W3C¹ has just announced a Recommendation² regularizing the math and science character set for XML³, which should filter down to HTML. For example, there seem to be five ways to refer to the Greek letter epsilon (ε), having rules clarifies them nicely. It will be much easier to search for equations and formulae, which are used in everything from financial calculations to architecture.

Anything that pins down textual representation of concepts is always going to be a good thing for search. That's why search people are so enamored with Unicode. Most modern search engines convert from old-fashioned system-specific character sets to Unicode before indexing. When the search terms get the same treatment, they will match the index terms and the search will be successful.

So basically, I think this is a very good thing. Search engine indexers need to log and report trouble with character sets, because there are so many messy ones out there, and indexing files as random glyphs is a bad thing. But this will make it a bit easier.
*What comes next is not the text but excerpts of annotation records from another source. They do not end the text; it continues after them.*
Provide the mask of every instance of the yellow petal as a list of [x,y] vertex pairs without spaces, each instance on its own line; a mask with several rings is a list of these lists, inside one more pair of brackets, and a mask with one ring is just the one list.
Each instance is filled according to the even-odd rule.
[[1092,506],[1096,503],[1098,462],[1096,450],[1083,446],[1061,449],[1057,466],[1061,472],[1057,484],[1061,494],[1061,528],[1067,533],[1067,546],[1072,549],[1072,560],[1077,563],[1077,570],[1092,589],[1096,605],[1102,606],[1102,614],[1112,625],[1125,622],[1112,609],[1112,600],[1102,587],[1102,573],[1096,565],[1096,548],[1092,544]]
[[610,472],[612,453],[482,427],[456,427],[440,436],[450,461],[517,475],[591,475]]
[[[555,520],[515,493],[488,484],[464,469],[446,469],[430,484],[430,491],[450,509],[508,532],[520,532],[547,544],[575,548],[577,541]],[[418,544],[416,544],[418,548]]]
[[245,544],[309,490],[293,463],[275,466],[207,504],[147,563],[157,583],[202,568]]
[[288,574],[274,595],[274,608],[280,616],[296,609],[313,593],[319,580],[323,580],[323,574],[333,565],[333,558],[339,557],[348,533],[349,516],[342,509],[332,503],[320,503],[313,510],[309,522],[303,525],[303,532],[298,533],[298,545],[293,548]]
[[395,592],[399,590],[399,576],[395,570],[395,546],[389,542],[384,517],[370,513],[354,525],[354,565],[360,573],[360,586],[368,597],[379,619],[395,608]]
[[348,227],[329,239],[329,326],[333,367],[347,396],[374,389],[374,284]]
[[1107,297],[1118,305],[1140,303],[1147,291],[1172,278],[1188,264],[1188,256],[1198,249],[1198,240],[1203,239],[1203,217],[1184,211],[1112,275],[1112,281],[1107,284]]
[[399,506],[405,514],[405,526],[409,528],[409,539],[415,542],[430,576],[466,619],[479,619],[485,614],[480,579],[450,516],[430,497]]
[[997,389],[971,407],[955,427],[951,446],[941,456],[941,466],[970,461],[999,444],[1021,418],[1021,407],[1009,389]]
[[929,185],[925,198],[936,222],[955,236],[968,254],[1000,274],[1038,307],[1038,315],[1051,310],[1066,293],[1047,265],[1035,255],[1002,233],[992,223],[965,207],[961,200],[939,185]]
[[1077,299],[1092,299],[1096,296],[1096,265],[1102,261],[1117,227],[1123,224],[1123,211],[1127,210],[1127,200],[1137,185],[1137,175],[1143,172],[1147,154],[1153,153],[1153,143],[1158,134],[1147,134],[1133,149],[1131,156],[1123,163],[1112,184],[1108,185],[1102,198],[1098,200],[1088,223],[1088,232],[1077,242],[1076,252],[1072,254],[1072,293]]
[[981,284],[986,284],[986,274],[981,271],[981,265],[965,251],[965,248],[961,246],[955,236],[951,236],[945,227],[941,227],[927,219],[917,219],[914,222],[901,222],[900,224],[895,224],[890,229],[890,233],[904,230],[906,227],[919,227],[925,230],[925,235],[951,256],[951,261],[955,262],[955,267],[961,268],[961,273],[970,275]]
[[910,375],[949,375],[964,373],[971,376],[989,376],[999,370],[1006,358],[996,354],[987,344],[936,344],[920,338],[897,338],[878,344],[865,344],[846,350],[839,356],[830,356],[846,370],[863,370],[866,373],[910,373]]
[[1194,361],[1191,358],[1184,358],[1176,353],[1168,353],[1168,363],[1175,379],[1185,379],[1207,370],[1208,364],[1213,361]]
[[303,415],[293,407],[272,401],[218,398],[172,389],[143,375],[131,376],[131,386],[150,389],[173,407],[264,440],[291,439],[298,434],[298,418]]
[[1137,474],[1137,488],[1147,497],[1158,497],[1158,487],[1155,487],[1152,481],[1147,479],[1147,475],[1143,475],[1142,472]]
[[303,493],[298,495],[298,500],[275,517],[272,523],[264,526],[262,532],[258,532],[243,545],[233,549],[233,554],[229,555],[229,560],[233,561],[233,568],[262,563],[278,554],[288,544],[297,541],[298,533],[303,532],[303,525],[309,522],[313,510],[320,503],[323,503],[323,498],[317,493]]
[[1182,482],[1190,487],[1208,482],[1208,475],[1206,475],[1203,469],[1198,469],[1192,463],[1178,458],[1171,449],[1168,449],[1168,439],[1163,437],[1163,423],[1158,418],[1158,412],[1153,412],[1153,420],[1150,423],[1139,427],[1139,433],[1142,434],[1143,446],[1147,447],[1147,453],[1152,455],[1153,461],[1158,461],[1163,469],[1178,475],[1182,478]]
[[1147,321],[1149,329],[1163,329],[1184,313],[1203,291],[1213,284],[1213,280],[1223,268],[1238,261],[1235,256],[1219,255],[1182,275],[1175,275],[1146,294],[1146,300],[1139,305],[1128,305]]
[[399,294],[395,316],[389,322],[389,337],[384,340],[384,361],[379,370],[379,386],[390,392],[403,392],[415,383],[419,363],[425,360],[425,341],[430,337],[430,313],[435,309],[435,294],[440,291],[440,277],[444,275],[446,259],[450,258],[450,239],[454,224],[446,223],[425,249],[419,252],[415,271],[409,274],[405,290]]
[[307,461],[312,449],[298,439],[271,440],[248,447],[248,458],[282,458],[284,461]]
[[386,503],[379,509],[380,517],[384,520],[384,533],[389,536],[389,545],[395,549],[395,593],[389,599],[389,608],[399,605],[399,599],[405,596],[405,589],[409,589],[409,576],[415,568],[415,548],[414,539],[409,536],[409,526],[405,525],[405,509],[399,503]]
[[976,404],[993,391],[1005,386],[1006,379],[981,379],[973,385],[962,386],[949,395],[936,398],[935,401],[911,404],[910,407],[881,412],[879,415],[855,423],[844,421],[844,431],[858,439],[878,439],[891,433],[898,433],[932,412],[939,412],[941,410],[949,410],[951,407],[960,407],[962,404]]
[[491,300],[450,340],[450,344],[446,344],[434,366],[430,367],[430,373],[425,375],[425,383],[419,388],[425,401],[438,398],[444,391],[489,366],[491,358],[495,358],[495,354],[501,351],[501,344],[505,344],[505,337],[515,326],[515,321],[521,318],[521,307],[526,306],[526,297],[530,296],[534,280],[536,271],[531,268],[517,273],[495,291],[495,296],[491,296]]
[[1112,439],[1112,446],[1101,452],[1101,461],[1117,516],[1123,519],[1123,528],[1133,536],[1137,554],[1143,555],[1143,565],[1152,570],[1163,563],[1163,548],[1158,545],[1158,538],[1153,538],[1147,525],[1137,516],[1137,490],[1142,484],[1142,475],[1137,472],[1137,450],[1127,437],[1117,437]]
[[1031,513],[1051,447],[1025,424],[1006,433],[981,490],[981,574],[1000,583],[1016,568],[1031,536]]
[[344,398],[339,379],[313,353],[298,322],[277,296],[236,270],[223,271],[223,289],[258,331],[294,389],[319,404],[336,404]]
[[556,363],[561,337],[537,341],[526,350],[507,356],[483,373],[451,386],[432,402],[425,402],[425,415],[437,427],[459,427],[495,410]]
¹ W3C is the World Wide Web Consortium, the closest thing to a governing body for the web. Their standards define the protocols, so most browsers can view most web sites.

² Recommendations are the W3C name for standards. IIRC they use different terminology because the official International Standards Organization (which can take decades to get things done), was territorial about the word "standard".

³ I'm looking at you, Microsoft, with your special XML files for Office programs.